EU Foreign Ministers yesterday backed last week's Agenda 2000 farm deal but insisted that some of its £5 billion budget overrun will have to be clawed back.
At the launch in this Rhineland town of the first serious negotiations of the Agenda 2000 structural funds dossier, the German Foreign Minister and President of the Council, Mr Joshka Fischer, specifically singled out and acknowledged Irish and Portuguese concerns.
These would have to be met, he said, "in a spirit of solidarity" before any deal could be done.
The Italian Foreign Minister, Mr Lamberto Dini, even told journalists there was a growing consensus that no country should lose more than 30 per cent of its structural funding. Were that formula to be applied to Ireland, the Government would be very happy indeed.
Diplomats say the talks gave considerable new hope to the prospects of doing a comprehensive deal on Agenda 2000 in 10 days' time at the Berlin summit. Mr Fischer described them as representing "decisive progress".
During the farm debate the European Commission agreed to a presidency suggestion that it will produce proposals based on French "degressivity" ideas to recoup some of the overspend - although Ireland and others still insist there is no overspend.
"Degressivity" involves the annual clawback of a proportion of the compensation payments paid to farmers for price cuts.
Although the Minister for Foreign Affairs, Mr Andrews, had earlier put down a marker that "there is no basis for agreeing either co-financing or degressivity", Irish sources were pleased by the consensus that emerged not to unpick any of the detailed proposals on price cuts and compensation in last week's package.
And they cited Mr Fischer's suggestion to the Commission that its degressivity proposals could be based on a figure of as little as 1 per cent across the board. That level of degressivity would not come anywhere near to covering the overspend, and some see the suggestion as another signal from the presidency that it is lowering its expectations for a substantial reduction in German budget contributions.
With Irish beef producers net beneficiaries of last week's package to the tune of some £50 million, a 1 per cent degressivity figure would not be too painful.
Mr Andrews also warned colleagues that any agreement to a deal would "require absolute assurances on adequate treatment on structural funding and on the Cohesion Fund".
And Mr Fischer's specific acknowledgement of the Portuguese and Irish problems reflects their shared transitional status in losing eligibility for large parts of their country for maximum aid under Objective One. Mr Fischer pledged to ministers that they would come up with an equitable solution for both "in the endgame".
While Ireland received over £6 billion in the current budget period, negotiators have feared that making half that figure this time round will be virtually impossible.
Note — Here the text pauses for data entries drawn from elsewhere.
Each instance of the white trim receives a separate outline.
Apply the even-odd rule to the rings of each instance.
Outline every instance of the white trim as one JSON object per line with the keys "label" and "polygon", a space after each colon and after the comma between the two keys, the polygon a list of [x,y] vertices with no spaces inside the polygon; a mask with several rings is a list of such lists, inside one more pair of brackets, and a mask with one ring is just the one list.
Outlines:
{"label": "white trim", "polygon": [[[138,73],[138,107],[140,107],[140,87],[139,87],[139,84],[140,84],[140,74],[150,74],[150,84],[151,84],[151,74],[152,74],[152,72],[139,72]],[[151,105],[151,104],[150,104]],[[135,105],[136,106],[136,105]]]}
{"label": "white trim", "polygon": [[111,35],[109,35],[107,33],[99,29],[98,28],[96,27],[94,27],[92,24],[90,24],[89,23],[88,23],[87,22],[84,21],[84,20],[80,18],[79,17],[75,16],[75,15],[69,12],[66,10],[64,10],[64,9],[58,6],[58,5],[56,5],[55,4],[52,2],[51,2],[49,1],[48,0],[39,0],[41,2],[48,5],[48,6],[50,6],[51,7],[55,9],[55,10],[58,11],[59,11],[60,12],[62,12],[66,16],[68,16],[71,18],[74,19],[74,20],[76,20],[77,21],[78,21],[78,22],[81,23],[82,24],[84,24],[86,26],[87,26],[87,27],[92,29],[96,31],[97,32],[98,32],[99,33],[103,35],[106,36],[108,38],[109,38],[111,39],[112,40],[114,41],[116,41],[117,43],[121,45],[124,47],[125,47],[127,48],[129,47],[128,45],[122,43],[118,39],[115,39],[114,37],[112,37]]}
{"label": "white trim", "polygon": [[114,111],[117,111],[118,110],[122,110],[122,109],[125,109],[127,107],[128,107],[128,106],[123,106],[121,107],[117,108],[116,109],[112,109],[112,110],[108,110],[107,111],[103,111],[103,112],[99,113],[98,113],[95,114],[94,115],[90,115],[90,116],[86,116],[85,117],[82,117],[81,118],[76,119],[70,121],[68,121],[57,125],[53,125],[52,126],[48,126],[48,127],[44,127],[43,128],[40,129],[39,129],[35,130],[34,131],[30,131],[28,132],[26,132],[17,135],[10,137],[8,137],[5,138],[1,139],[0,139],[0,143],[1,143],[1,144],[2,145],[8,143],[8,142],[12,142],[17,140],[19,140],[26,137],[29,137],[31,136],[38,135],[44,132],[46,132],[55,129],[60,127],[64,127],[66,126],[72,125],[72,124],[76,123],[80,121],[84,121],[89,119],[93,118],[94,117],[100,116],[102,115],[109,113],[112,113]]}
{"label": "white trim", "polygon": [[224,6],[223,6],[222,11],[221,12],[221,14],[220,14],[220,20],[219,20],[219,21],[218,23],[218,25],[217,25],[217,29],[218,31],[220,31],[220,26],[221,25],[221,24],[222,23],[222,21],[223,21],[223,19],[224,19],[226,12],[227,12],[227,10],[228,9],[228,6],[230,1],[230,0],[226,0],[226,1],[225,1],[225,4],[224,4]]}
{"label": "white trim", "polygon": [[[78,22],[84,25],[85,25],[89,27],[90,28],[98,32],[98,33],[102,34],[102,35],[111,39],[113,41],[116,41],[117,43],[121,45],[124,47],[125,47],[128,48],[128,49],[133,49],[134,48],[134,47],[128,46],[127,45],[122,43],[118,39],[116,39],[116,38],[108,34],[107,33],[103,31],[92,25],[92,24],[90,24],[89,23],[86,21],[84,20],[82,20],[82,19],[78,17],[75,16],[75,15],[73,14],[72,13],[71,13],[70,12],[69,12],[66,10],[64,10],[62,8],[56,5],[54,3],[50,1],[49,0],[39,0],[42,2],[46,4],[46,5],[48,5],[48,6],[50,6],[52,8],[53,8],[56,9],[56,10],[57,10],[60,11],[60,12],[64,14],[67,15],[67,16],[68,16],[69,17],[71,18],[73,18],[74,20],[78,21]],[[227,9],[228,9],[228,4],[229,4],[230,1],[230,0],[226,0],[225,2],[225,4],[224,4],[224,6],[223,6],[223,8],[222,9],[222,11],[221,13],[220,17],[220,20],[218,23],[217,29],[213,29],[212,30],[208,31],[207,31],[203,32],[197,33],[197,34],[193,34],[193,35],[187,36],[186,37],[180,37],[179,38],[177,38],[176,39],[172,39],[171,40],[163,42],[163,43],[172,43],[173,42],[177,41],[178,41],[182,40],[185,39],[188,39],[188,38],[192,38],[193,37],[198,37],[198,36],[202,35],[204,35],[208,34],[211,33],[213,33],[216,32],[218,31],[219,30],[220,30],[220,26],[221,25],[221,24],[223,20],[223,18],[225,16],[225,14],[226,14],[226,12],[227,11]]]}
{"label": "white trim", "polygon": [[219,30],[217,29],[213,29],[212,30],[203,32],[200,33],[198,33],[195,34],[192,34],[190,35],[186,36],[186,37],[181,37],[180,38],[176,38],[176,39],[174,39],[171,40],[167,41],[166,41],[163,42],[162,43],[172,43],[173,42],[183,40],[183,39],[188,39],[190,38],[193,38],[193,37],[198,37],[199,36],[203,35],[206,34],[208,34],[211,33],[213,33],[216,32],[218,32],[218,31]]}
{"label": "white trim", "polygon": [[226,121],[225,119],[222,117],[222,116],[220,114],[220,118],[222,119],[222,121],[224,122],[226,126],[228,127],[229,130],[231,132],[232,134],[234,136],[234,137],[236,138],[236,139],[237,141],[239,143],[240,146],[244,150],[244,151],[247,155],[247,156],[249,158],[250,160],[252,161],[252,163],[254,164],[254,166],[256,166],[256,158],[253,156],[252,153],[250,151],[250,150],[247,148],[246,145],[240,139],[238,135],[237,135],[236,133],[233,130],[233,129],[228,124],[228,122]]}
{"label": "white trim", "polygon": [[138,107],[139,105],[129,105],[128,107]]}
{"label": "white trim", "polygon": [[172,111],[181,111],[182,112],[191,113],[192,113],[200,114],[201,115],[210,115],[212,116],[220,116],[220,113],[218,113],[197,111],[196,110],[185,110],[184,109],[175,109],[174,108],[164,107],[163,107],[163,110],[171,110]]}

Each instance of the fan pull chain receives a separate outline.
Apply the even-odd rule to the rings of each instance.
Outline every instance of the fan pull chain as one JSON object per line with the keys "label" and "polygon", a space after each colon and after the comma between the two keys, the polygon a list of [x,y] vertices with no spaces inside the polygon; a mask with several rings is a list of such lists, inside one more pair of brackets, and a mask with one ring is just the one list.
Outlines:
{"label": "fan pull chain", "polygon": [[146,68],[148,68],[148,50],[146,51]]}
New demands for cuts by the Union's budget net contributors in recent weeks have been threatening to push the Irish take down to 25 per cent of the last round.
Mr Fischer did acknowledge, however, that ministers have a long way to go before they can reach agreement on the reform of the EU's system for raising money from member-states, a German priority.
Although the Italians have indicated a new willingness to discuss a system based on GNP instead of VAT receipts, there are still considerable differences about how or whether to build in a system of national rebates when net contributions go too high.